What a speech for Poetry (especially Folk-)!

And yet when, in my dreams, eine schwartzbraune Hexe
(Who mows on the Neckar, reaps upon the Rhine)
Riffles my yellow ringlets through her fingers,
She only asks me questions: What is soap?
I don't know. A suitcase? I don't know. A visit?
I laugh with joy, and try to say like Lehmann:
"Quin-quin, es ist ein Besuch!"
Ah, German!
Till the day I die I'll be in love with German
—If only I don't learn German&hellips;I can hear my broken
Voice murmuring to der Arzt: "Ich—sterber?"
He answers sympathetically: "Nein—sterbe."

If God gave me the choice—but I stole this from Lessing—
Of German and learning German, I'd say: Keep your German!

The thought of knowing German terrifies me.
—But surely, this way, no one could learn German
And yet&hellips;
It's difficult; is it impossible?
I'm hopeful that it is, but I can't say
For certain: I don't know enough German.

"Jerome"
Each day brings its toad, each night its dragon.
Der heilige Hieronymus—his lion is at the zoo—
Listens listens. All the long, soft, summer day
Dreams affright his couch, the deep boils like a pot.
As the sun sets, the last patient rises,
Says to him, Father; trembles, turns away.
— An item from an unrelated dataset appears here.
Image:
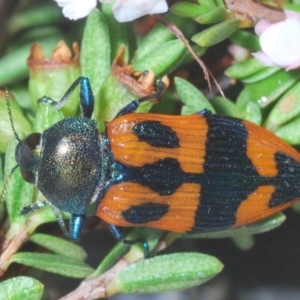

Often, to the lion, the saint said, Son.
To the man the saint says—but the man is gone.
Under a plaque of Gradiva, at gloaming,
The old man boils an egg. When he has eaten
He listens a while. The patients have not stopped.
At midnight, he lies down where his patients lay.

All night the old man whispers to the night.
It listens evenly. The great armored paws
Of its forelegs put together in reflection,
It thinks: Where Ego was, there Id shall be.
The world wrestles with it and is changed into it
And after a long time changes it. The dragon

Listens as the old man says, at dawn: I see
—There is an old man, naked, in a desert, by a cliff.
He has set out his books, his hat, his ink, his shears
Among scorpions, toads, the wild beasts of the desert.
I lie beside him—I am a lion.
He kneels listening. He holds in his left hand
The stone with which he beats his breast, and holds
In his right hand, the pen with which he puts
Into his book, the words of the angel:
The angel up into whose face he looks.
But the angel does not speak. He looks into the face
Of the night, and the night says—but the night is gone.

He has slept&hellips; At morning, when man's flesh is young
And man's soul thankful for it knows not what,
The air is washed, and smells of boiling coffee,
And the sun lights it. The old man walks placidly
To the grocer's; walks on, under leaves, in light,
To a lynx, a leopard—he has come:

The man holds out a lump of liver to the lion,
And the lion licks the man's hand with his tongue.